Selon une source proche de M. Hariri citée par Reuters, ce dernier devrait quitter Riyad pour Paris dans les 48 heures, puis rejoindre Beyrouth pour présenter officiellement sa démission.
Visite en France du prince héritier saoudien début 2018
Profitant de sa visite à Riyad, le chef de la diplomatie française a déclaré que la France souhaitait renforcer ses liens économiques avec l'Arabie saoudite. On a appris à cette occasion que le prince héritier, Mohammed ben Salmane, avait accepté une invitation à se rendre à Paris,  début 2018.

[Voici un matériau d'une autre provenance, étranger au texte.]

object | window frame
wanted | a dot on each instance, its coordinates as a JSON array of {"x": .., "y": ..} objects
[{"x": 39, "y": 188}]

"Nous sommes impressionnés par les réformes que vous menez aujourd'hui dans le cadre de la Vision 2030 qui porte un plan ambitieux de développement socio-économique pour le royaume", a déclaré le ministre lors d'un forum organisé à Riyad par la Fondation MiSK sur la jeunesse et l'innovation.
Il a annoncé que les deux pays étaient déterminés à renforcer un partenariat déjà "solide".
"Nous avons défini une méthode pour permettre à la France d'accompagner, dans le domaine économique en particulier, les réformes ambitieuses de la Vision 2030", a-t-il dit plus tard lors d'une conférence de presse commune avec son homologue Adel al-Jubeir.
Une "feuille de route" va être tracée en terme de "projets, de prospects et de perspectives d'accords" en vue de la visite du prince héritier en France, a précisé le ministre français à l'AFP, en citant notamment parmi les secteurs concernés le "naval, l'énergie et les transports".
Le prince Mohammed, 32 ans, fils du roi Salmane, avait présenté en 2016 un vaste programme de diversification de l'économie saoudienne très dépendante du pétrole, dont les cours ont chuté ces dernières années. Il a aussi engagé d'importantes réformes sociales, notamment en faveur des jeunes et des femmes.